とてつもない巨大艦が闇に包まれ、小型戦闘機のように機敏に踵を返して奇妙な光を放つゲートに向かう。
「季代子、お願い」
もう一隻の四人にバックアップを頼む。
このゲートから出てくるものを電子サイズでも全て捕捉する。もし戻ってこなければ連絡する。必要があれば援軍になる……
残る四人も重要性も危険性も劣らない。
そんなとんでもない仕事を愛するアンドロイドに任せてしまった遠くの一馬の心痛はどれほどか。だが一馬も最前線にいる……
ゲートを超えた瞬間、〈シルバーン〉所属の母艦は猛烈な攻撃を受けた。非常に鋭い何かを大量に放つ何か。
それに追われている船……
「口封じ? 太陽の犬?」
と春。彼女は昭和にはまってネタが古い。サムソンは驚いているが、シルバーンの側は慣れていて無視している。
そんな間に、秋が襲われている船と通信しようとした。
凄まじい速度で動き、きわめて高度なナノマシンをばらまいてあらゆるものを食い、情報を奪い、染め変えようとする危険な敵と戦いながら。母艦側は次元数が高いシールド、時空もねじ曲げる火力があるからこそ戦えている。

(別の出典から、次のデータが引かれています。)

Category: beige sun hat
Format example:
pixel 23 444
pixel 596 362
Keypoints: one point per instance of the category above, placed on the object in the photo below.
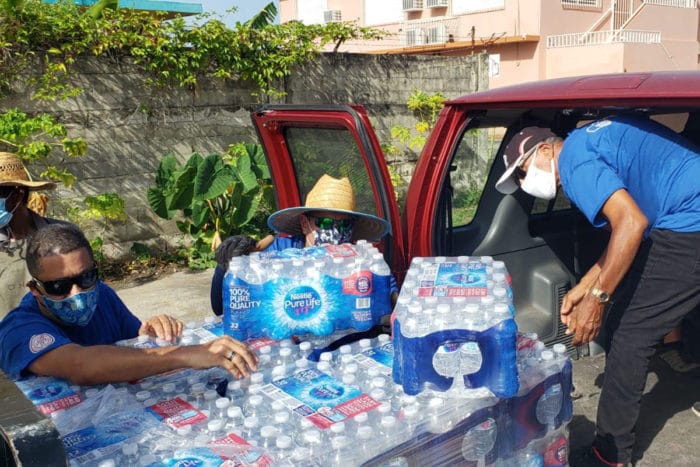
pixel 13 173
pixel 331 195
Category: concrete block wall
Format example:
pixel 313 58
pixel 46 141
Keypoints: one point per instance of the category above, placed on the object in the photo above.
pixel 130 126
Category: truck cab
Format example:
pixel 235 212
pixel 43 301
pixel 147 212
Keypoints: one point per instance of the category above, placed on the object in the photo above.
pixel 452 207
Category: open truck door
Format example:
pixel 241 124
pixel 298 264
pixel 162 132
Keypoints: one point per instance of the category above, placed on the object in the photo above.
pixel 303 143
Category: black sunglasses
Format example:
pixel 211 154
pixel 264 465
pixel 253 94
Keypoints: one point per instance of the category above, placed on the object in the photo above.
pixel 85 280
pixel 6 191
pixel 326 223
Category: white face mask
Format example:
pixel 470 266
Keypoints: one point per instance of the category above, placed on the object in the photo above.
pixel 540 183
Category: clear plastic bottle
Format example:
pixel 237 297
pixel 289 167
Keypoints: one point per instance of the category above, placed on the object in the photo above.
pixel 130 453
pixel 254 407
pixel 389 429
pixel 341 454
pixel 284 447
pixel 305 349
pixel 446 360
pixel 210 397
pixel 196 395
pixel 234 391
pixel 470 358
pixel 281 420
pixel 479 441
pixel 265 358
pixel 549 405
pixel 314 441
pixel 215 428
pixel 234 418
pixel 354 424
pixel 285 358
pixel 251 425
pixel 367 442
pixel 222 404
pixel 268 435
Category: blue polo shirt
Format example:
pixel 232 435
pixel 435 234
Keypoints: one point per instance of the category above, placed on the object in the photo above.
pixel 658 168
pixel 26 334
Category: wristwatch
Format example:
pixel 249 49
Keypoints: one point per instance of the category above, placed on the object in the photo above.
pixel 601 295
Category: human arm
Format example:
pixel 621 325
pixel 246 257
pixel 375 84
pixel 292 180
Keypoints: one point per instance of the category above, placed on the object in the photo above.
pixel 216 291
pixel 100 364
pixel 162 326
pixel 581 311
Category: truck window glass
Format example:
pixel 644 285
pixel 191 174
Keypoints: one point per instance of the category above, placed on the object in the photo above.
pixel 470 167
pixel 318 151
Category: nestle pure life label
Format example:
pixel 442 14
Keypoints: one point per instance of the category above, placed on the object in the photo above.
pixel 298 291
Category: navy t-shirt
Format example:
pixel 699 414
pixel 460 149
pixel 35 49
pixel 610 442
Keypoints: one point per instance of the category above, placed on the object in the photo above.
pixel 26 334
pixel 659 169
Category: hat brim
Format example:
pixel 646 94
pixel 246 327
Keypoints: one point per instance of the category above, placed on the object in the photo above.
pixel 365 226
pixel 33 186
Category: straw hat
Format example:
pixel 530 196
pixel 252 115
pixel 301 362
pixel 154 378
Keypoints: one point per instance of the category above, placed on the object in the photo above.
pixel 13 173
pixel 331 195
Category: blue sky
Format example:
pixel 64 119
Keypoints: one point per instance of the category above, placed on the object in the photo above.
pixel 245 8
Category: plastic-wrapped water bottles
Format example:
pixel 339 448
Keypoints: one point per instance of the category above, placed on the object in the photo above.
pixel 454 331
pixel 304 292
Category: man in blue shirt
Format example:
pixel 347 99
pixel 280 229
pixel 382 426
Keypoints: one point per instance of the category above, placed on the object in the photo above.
pixel 639 179
pixel 66 325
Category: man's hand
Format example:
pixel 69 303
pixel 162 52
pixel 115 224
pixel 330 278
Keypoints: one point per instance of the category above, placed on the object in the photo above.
pixel 163 327
pixel 584 319
pixel 225 352
pixel 571 300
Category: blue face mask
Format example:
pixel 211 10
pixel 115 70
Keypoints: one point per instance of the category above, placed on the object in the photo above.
pixel 76 309
pixel 5 215
pixel 332 236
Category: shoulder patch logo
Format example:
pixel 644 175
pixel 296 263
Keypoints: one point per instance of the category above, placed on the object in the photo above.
pixel 39 342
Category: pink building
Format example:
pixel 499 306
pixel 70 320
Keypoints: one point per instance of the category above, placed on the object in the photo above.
pixel 526 40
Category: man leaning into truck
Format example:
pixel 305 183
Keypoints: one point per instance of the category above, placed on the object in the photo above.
pixel 67 325
pixel 639 179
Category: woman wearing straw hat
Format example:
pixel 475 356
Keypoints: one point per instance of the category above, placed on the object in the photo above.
pixel 17 223
pixel 327 217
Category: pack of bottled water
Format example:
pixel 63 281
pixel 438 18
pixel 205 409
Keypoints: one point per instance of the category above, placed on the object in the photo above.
pixel 314 290
pixel 344 409
pixel 454 328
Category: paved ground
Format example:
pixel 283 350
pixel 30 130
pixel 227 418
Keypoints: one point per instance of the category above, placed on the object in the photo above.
pixel 668 432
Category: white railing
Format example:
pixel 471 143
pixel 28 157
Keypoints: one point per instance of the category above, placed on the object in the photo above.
pixel 676 3
pixel 412 5
pixel 603 37
pixel 428 31
pixel 581 4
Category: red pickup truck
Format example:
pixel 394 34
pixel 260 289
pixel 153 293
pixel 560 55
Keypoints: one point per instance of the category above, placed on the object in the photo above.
pixel 452 207
pixel 547 246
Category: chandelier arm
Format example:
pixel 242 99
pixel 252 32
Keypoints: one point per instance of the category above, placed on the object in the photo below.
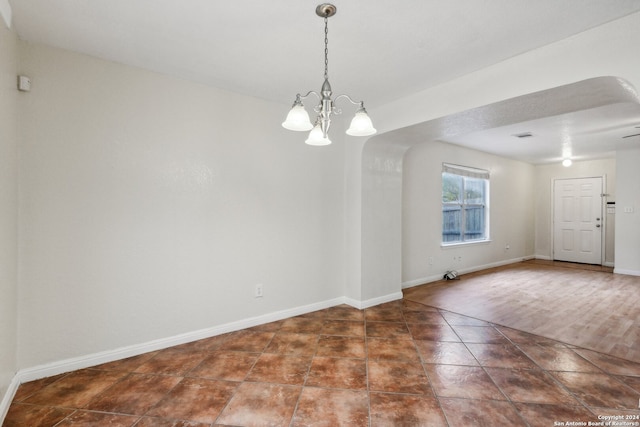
pixel 360 103
pixel 308 94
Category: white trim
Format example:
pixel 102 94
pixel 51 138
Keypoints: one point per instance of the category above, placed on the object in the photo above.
pixel 8 397
pixel 5 11
pixel 373 301
pixel 435 278
pixel 81 362
pixel 627 272
pixel 422 281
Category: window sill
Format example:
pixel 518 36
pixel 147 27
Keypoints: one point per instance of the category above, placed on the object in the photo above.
pixel 456 244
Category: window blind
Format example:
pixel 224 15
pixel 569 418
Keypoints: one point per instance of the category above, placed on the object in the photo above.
pixel 465 171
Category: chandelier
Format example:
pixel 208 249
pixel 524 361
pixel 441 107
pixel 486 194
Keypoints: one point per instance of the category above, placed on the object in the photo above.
pixel 298 118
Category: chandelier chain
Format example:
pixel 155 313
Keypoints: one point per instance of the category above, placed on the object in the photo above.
pixel 326 47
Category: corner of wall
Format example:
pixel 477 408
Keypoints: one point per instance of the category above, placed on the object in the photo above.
pixel 5 11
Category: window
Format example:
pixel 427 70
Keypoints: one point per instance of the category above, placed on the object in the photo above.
pixel 465 196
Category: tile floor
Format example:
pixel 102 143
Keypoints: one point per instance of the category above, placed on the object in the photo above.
pixel 397 364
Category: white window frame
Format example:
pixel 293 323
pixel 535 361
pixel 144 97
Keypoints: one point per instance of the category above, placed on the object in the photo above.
pixel 469 172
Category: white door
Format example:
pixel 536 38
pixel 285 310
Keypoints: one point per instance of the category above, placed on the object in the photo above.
pixel 577 220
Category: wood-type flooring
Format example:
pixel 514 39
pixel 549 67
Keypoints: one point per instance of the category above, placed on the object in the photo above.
pixel 582 305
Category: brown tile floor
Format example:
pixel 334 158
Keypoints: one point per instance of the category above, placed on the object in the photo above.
pixel 397 364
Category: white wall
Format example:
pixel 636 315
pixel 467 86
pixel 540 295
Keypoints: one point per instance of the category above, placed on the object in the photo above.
pixel 511 212
pixel 602 51
pixel 544 176
pixel 152 206
pixel 628 223
pixel 8 208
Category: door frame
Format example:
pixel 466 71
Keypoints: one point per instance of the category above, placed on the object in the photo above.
pixel 603 215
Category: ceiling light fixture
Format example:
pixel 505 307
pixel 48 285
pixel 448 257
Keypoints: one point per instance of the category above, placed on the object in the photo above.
pixel 298 118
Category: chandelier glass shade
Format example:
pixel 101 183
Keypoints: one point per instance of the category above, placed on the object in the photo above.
pixel 298 118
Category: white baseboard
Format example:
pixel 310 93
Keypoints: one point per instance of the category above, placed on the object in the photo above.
pixel 361 305
pixel 8 397
pixel 439 276
pixel 86 361
pixel 627 272
pixel 81 362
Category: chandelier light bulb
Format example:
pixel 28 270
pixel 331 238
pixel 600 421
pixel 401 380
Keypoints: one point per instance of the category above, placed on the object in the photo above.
pixel 298 118
pixel 361 124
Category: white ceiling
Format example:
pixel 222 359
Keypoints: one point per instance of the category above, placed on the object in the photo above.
pixel 379 51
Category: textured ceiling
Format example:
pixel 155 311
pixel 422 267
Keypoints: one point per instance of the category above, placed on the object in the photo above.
pixel 379 51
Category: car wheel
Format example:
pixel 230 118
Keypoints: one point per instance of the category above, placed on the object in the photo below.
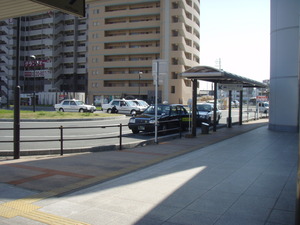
pixel 164 129
pixel 135 131
pixel 217 122
pixel 209 121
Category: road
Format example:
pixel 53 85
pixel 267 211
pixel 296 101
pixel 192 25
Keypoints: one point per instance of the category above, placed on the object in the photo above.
pixel 77 130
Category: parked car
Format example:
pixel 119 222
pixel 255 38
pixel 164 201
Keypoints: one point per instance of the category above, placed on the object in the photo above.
pixel 123 106
pixel 168 116
pixel 205 113
pixel 73 105
pixel 235 104
pixel 263 107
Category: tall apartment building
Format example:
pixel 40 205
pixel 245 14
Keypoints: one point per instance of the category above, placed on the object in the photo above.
pixel 58 42
pixel 126 36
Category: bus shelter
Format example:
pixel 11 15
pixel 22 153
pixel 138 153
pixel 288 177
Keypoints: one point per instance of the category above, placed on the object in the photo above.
pixel 224 79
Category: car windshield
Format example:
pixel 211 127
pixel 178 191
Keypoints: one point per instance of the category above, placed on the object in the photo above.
pixel 131 103
pixel 206 108
pixel 80 102
pixel 141 103
pixel 161 110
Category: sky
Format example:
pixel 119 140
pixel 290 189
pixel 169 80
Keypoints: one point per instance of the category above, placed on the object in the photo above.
pixel 236 33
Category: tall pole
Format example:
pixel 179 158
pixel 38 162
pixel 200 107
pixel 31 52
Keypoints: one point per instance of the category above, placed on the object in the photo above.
pixel 156 96
pixel 17 99
pixel 140 74
pixel 194 108
pixel 34 64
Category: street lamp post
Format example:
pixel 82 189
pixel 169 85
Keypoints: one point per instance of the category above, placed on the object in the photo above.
pixel 140 74
pixel 34 101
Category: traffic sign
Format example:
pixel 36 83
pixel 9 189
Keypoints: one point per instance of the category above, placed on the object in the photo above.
pixel 230 87
pixel 75 7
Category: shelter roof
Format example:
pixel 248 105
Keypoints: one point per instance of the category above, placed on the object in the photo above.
pixel 16 8
pixel 207 73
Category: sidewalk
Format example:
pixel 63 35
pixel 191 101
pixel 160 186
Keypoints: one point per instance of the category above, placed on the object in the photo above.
pixel 240 175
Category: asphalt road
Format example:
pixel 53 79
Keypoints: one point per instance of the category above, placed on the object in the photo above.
pixel 76 130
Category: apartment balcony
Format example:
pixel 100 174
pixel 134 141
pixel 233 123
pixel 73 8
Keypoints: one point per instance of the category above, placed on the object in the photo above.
pixel 81 49
pixel 82 27
pixel 8 51
pixel 82 38
pixel 124 38
pixel 68 60
pixel 6 29
pixel 129 51
pixel 68 17
pixel 117 64
pixel 81 71
pixel 48 75
pixel 132 25
pixel 68 71
pixel 69 27
pixel 136 12
pixel 8 62
pixel 7 71
pixel 177 68
pixel 39 21
pixel 81 60
pixel 181 28
pixel 7 40
pixel 68 49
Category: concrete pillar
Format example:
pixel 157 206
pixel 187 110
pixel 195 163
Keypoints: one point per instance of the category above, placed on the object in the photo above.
pixel 284 77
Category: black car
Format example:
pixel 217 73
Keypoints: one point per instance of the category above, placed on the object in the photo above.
pixel 168 117
pixel 205 113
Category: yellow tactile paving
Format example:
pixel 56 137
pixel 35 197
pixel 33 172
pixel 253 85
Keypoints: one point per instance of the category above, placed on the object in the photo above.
pixel 51 219
pixel 16 208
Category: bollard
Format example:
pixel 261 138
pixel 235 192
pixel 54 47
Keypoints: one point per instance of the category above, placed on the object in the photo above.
pixel 205 128
pixel 61 140
pixel 120 147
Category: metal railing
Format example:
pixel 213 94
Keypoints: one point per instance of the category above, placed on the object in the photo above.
pixel 61 138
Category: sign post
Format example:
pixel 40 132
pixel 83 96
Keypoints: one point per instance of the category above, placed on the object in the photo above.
pixel 159 72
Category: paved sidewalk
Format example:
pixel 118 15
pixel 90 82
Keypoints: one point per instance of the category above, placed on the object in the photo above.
pixel 240 175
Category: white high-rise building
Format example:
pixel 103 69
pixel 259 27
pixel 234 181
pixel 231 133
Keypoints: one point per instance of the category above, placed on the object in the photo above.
pixel 53 54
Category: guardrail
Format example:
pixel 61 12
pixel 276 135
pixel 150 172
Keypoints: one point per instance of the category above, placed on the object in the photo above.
pixel 62 139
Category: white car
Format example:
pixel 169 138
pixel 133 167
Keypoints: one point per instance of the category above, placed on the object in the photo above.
pixel 73 105
pixel 263 107
pixel 122 106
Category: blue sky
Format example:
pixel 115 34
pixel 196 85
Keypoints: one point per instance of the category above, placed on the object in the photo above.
pixel 238 33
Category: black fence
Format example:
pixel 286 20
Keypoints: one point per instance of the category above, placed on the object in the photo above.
pixel 62 139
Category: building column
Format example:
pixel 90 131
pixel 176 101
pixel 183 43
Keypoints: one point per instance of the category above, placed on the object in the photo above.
pixel 284 76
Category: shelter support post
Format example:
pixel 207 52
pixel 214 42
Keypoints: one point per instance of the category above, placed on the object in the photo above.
pixel 229 119
pixel 215 106
pixel 241 108
pixel 17 98
pixel 194 115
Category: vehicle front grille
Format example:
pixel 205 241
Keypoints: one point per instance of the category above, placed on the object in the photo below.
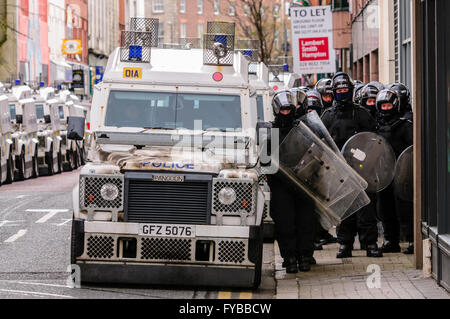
pixel 100 247
pixel 90 197
pixel 166 249
pixel 149 201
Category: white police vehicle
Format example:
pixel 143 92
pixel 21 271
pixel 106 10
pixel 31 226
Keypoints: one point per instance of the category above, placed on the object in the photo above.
pixel 6 141
pixel 25 141
pixel 171 192
pixel 50 157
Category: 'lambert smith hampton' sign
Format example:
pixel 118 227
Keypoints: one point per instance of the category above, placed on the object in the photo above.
pixel 312 40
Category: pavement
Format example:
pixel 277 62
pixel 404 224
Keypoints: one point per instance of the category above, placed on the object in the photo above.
pixel 34 244
pixel 391 277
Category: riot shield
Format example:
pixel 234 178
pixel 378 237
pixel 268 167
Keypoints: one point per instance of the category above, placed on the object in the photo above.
pixel 315 124
pixel 404 176
pixel 315 170
pixel 373 158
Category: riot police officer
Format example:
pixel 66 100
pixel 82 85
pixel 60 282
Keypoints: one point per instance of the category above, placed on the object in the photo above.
pixel 405 99
pixel 325 88
pixel 368 99
pixel 314 102
pixel 395 214
pixel 344 120
pixel 300 105
pixel 357 94
pixel 292 212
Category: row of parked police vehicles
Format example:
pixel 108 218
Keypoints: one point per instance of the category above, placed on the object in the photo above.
pixel 33 132
pixel 174 190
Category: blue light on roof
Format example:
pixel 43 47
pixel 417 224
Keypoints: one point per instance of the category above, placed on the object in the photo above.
pixel 221 39
pixel 135 52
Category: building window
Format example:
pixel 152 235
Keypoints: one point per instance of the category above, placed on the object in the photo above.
pixel 339 5
pixel 182 6
pixel 276 10
pixel 232 9
pixel 200 31
pixel 216 7
pixel 246 10
pixel 158 6
pixel 183 30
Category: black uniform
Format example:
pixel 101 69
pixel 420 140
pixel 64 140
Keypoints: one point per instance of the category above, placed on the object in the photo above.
pixel 344 120
pixel 395 213
pixel 293 214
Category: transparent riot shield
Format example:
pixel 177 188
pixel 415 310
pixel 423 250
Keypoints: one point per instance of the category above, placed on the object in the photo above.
pixel 373 158
pixel 404 176
pixel 316 170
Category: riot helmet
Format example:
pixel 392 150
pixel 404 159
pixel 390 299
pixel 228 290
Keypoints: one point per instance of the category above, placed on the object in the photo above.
pixel 388 104
pixel 377 84
pixel 369 98
pixel 357 93
pixel 343 88
pixel 301 98
pixel 284 105
pixel 325 88
pixel 404 96
pixel 314 102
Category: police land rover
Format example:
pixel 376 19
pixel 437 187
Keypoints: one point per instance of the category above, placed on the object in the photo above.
pixel 50 142
pixel 25 141
pixel 171 192
pixel 6 147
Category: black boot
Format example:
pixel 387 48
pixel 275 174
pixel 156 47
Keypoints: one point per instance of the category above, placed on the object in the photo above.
pixel 328 239
pixel 291 265
pixel 390 247
pixel 304 264
pixel 318 246
pixel 409 250
pixel 345 251
pixel 373 251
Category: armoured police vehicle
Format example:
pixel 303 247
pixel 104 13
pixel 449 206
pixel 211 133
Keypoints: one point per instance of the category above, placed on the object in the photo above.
pixel 68 106
pixel 6 141
pixel 25 141
pixel 50 141
pixel 171 192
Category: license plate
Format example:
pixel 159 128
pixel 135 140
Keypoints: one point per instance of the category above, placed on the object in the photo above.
pixel 168 178
pixel 161 230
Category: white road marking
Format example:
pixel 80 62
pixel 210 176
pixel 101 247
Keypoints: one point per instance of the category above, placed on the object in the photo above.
pixel 19 234
pixel 35 284
pixel 51 213
pixel 4 223
pixel 36 293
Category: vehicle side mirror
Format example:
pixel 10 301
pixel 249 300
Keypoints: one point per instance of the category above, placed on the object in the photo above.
pixel 260 130
pixel 75 128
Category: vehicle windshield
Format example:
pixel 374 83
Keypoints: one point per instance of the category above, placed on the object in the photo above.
pixel 12 111
pixel 173 110
pixel 39 111
pixel 260 108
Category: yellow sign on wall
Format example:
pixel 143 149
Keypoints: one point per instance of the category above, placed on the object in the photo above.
pixel 72 46
pixel 132 73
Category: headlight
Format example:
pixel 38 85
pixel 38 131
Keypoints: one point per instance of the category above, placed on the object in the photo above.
pixel 109 192
pixel 227 196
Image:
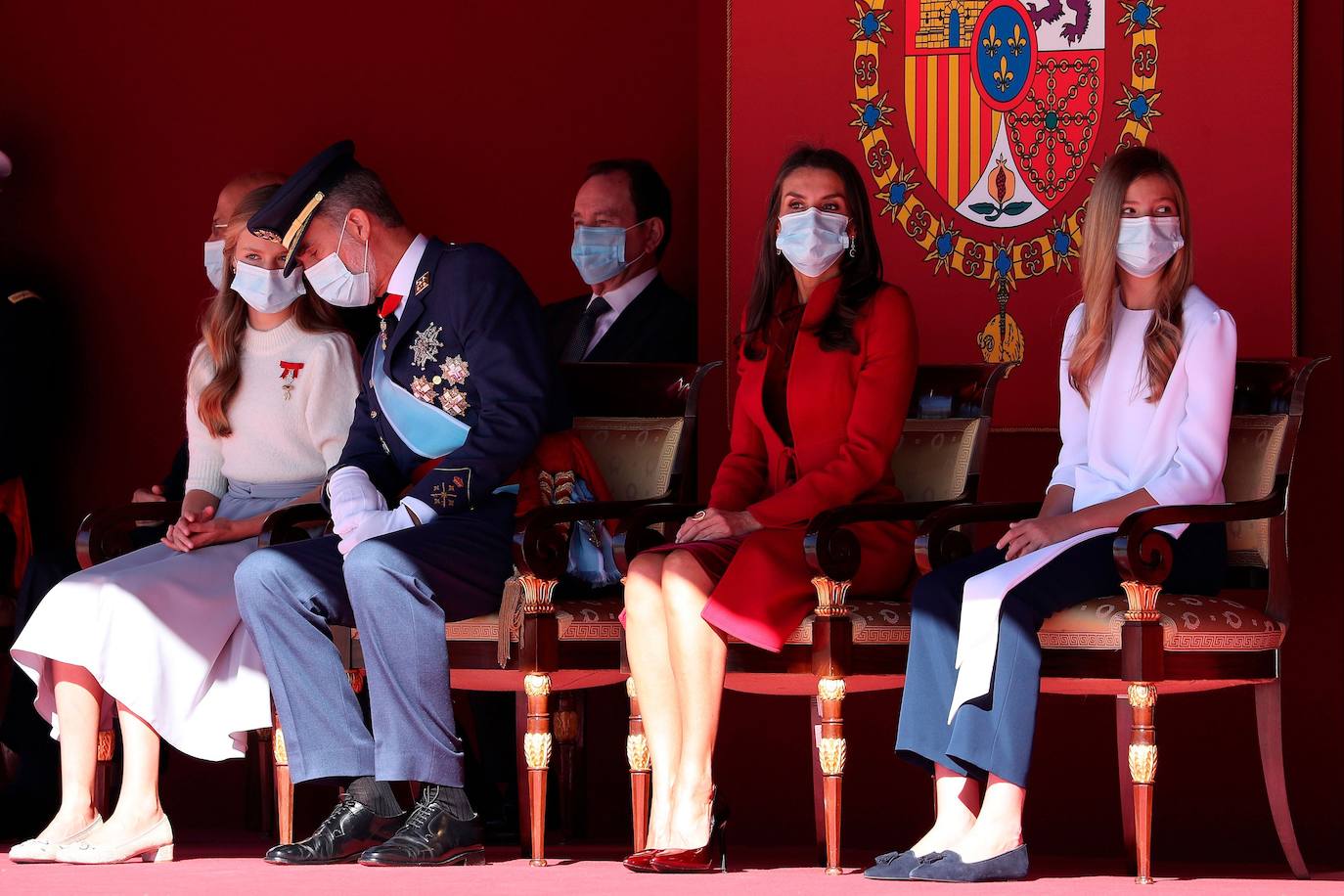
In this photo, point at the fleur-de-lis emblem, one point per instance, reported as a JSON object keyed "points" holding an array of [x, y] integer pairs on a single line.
{"points": [[1003, 78], [991, 43]]}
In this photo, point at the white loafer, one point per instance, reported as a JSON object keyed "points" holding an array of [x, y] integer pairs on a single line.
{"points": [[45, 850], [154, 845]]}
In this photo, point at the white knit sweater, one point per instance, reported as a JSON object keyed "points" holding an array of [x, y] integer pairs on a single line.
{"points": [[280, 434], [1175, 448]]}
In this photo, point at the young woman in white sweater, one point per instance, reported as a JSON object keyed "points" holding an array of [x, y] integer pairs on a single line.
{"points": [[155, 634], [1145, 387]]}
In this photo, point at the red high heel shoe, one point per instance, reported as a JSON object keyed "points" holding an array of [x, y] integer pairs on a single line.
{"points": [[642, 860], [712, 856]]}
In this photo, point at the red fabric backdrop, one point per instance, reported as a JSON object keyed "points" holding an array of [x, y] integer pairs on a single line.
{"points": [[1214, 107], [125, 119]]}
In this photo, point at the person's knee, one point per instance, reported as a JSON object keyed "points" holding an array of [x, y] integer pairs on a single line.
{"points": [[376, 557], [683, 583], [644, 587], [258, 579]]}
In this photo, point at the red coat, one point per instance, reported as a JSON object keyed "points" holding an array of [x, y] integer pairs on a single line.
{"points": [[845, 411]]}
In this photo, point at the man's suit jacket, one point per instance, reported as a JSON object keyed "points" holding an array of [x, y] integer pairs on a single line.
{"points": [[658, 326]]}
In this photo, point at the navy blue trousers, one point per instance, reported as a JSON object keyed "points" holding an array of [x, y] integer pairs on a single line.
{"points": [[994, 734], [399, 590]]}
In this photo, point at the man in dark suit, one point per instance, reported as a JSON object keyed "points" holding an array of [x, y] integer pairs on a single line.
{"points": [[455, 394], [622, 222]]}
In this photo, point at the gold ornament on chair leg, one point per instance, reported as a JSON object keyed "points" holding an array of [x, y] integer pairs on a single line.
{"points": [[637, 752], [830, 596], [1142, 756], [1142, 602], [832, 754]]}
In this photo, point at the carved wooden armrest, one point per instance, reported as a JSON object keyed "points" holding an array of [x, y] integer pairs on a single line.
{"points": [[1143, 555], [832, 550], [107, 533], [291, 522], [541, 544], [636, 532], [937, 544]]}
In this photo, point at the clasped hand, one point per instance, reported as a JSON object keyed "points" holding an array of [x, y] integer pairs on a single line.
{"points": [[717, 524], [200, 529], [1038, 532]]}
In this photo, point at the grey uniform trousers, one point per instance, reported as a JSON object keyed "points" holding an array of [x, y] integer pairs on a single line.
{"points": [[398, 590]]}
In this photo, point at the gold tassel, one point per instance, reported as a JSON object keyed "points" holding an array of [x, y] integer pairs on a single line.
{"points": [[511, 618]]}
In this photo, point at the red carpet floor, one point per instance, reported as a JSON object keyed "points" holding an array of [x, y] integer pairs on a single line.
{"points": [[233, 868]]}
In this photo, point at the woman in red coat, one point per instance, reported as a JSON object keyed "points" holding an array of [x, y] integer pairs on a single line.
{"points": [[827, 367]]}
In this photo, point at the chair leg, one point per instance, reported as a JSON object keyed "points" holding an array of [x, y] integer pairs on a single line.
{"points": [[1124, 715], [103, 773], [536, 749], [1269, 726], [568, 723], [284, 786], [1142, 769], [819, 788], [830, 749], [642, 769], [266, 781]]}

襲われ、春たちが救援しようとした船は非常にはかない印象、凍った蜘蛛の巣やものすごく細い氷のような印象。だが分析結果は、とてつもなく強い素材でできていることを示している。
「あなたは?」
「〈シルバーン〉所属の探査母艦です。時空間ゲートの調査に来ました。侵略の意図はありません、攻撃には自衛します」
「〈ペルホネン〉だ」
男の声。
「勝手に応答するな!」
女の声。
「応答の必要はあるわ、おかげで攻撃が緩んだ……」
人ではないが優しい声。
「修理は?」
男の声。
船の中の通信情報が洩れる。
「船そのものにも知性があるわね?水準が高い」
秋の報告に春が、
「ならそちらとも交渉を!」
と返す。
激しい戦いが一段落し、〈ペルホネン〉との交渉が始まった。
「徹底的に確認してからだ。敵の攻撃はどんな細かな破片からも、どんな艦でも侵食され支配され作り変えられると思え」
という男の言葉を、四人のアンドロイドはしっかり信じた。
「ミエリ」
ぶっきらぼうで、あまり他者との交流に積極的ではない女が、名前だけを返す。
「ジャン・ル・フランブール。彼女はオールトの雲出身、高次ペレグリーニの配下だ。その依頼で、火星から地球に向かっているところだ」
男の方がむしろ話しやすいが、冬が警戒感を感じた。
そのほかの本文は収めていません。